Although such agreements are a key reason for the military stalemate in Deir Ezzor, especially around the airport and in some key neighbourhoods in the main urban centre, Jabhat Al Nusra has not attempted to alienate these clans or towns by imposing themselves on their areas – Jabhat Al Nusra is widely known to be the main force that is fighting in the front lines and is eager to make military advances.
Control of lucrative resources in the oil-rich province is perhaps one of the reasons behind Jabhat Al Nusra’s decision to fight Isil. But that fails to explain the full picture. Jabhat Al Nusra could control such resources on its own months ago. It did not need to cooperate with FSA groups against a fellow jihadi group – this particular move has surprised many jihadi supporters.
The episode underlines how Jabhat Al Nusra is sensitive to how it is being perceived in areas where it operates, and that fact presents a daunting challenge for any future government in Syria. How will it deal with such a group (which, according to informed sources, numbers between 6,000 and 7,000 but can rally as many as 25,000 fighters)?
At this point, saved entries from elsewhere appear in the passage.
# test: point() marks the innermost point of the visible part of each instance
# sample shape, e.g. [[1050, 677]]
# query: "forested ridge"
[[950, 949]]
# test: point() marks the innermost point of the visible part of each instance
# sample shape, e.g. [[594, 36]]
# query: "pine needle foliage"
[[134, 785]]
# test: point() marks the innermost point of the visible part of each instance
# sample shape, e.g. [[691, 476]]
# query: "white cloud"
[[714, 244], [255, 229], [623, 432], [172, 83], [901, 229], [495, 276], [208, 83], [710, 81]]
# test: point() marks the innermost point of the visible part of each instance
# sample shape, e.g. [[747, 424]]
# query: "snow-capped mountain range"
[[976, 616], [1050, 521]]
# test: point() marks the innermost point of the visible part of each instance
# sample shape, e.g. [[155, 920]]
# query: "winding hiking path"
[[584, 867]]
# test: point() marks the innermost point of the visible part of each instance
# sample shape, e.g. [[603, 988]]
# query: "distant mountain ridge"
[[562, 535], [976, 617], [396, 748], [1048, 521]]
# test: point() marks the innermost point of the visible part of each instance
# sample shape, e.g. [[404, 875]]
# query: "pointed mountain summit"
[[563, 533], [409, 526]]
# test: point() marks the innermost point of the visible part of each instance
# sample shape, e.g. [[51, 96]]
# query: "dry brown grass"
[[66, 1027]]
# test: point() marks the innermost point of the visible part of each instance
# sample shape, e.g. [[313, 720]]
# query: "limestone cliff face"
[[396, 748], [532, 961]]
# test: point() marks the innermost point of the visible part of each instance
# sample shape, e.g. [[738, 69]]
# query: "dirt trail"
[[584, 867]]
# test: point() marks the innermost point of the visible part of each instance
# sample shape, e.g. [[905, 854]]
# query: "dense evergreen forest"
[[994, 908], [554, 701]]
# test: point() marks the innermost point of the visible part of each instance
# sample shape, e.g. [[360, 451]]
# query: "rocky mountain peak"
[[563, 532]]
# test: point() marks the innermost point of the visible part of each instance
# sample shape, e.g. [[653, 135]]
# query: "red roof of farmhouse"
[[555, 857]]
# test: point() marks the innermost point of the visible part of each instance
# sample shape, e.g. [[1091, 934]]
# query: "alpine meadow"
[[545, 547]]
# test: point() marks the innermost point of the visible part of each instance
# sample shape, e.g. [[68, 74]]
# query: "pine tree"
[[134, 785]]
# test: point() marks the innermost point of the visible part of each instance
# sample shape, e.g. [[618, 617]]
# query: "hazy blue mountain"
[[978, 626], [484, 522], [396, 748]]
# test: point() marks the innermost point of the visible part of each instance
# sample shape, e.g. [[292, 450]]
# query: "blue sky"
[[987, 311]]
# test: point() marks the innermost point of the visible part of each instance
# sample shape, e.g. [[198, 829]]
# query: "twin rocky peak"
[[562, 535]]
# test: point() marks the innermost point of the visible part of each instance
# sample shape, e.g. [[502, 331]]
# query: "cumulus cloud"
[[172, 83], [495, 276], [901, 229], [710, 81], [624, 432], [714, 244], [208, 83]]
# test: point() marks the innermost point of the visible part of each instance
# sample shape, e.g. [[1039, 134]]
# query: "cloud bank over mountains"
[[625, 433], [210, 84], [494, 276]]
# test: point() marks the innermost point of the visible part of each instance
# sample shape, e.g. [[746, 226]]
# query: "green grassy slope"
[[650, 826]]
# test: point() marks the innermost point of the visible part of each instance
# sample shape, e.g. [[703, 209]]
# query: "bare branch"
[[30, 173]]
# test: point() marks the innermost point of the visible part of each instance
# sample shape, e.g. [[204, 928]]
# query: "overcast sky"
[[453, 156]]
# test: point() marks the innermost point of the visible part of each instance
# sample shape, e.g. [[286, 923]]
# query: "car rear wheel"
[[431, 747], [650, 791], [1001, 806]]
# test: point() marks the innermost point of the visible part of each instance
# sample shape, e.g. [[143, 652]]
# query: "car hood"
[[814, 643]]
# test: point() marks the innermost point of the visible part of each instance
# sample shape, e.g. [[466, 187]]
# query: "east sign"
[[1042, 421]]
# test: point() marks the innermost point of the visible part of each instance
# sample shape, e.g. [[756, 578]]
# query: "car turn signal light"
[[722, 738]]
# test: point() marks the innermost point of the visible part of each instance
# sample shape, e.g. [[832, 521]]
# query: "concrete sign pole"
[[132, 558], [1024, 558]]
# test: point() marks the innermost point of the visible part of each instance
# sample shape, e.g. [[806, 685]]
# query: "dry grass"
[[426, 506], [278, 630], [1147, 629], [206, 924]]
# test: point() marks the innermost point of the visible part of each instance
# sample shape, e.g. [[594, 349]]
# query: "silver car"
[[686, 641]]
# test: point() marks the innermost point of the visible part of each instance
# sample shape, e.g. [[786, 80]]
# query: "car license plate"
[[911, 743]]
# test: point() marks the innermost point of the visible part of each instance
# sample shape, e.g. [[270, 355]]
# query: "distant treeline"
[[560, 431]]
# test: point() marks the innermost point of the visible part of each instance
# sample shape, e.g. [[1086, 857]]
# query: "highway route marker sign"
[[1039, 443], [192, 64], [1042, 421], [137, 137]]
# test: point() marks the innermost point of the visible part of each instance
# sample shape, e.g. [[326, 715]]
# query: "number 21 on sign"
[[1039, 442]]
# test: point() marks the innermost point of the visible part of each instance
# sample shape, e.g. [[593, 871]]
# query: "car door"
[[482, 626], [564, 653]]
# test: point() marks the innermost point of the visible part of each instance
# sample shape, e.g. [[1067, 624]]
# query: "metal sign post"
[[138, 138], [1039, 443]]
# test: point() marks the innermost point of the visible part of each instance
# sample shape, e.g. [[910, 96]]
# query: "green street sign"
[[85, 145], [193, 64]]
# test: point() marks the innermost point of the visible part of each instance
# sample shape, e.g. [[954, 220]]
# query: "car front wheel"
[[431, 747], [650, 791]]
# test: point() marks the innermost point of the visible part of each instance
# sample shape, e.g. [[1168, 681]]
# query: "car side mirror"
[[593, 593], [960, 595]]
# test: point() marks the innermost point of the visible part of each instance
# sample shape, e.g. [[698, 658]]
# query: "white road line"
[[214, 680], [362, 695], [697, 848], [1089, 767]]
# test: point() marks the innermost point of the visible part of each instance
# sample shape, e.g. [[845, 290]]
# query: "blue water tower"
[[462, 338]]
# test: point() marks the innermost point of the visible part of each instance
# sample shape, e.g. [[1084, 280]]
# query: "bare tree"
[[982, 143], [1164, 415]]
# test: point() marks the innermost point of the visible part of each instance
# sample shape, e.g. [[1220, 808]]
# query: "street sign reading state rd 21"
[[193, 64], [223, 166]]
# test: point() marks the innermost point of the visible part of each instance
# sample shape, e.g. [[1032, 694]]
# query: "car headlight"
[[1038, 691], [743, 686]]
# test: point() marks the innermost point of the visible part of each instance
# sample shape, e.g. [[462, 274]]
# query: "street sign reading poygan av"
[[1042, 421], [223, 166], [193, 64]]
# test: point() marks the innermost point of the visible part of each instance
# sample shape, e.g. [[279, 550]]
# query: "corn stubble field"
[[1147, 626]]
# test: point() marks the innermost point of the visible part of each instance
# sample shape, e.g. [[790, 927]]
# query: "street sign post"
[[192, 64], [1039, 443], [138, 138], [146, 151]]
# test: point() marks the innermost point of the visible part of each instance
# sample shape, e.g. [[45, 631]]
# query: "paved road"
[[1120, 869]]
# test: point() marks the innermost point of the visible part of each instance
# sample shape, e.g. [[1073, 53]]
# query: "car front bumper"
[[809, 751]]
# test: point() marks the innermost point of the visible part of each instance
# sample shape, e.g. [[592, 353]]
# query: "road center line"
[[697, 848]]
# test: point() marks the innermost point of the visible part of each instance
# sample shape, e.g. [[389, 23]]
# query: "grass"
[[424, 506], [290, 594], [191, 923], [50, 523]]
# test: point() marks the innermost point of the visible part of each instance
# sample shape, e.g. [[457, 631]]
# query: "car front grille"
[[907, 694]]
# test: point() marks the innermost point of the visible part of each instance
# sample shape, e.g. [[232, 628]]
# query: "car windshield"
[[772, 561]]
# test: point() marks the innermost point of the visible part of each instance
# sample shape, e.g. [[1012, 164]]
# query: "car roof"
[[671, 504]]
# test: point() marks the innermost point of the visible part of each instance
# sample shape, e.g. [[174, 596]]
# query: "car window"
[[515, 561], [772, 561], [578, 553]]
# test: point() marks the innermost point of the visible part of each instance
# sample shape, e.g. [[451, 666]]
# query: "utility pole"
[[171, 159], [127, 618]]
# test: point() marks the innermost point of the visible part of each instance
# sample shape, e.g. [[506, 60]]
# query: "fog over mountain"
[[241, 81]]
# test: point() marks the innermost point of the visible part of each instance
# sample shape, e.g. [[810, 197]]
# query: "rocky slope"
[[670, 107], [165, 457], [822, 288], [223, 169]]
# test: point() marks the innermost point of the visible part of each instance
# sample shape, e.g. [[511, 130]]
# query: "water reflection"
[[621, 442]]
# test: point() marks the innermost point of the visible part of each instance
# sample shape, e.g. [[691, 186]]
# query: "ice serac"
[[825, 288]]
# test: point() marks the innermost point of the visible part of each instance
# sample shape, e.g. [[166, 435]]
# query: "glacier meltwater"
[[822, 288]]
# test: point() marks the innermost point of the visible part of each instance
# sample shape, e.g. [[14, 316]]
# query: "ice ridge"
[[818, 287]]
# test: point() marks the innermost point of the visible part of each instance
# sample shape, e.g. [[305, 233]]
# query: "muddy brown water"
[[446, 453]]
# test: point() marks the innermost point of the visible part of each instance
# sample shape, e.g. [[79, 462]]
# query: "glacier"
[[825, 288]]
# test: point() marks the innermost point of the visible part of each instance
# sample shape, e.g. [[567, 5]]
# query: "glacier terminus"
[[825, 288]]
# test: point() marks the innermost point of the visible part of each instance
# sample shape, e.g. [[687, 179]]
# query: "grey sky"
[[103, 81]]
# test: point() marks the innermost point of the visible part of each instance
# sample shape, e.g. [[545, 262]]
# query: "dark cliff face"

The fact that the province is a tribal area makes it susceptible to jihadi influence, not because tribes are religiously dogmatic but because it is easier to organise their communities around a certain idea and because tribes are pragmatic and flexible, arguably more so than any other social or religious unit in Syria.
But tribes, despite the violence, are really still part of the silent majority and the dynamics that play out in Deir Ezzor can offer insights into how jihadi groups operate and into the challenge they present for the country’s future.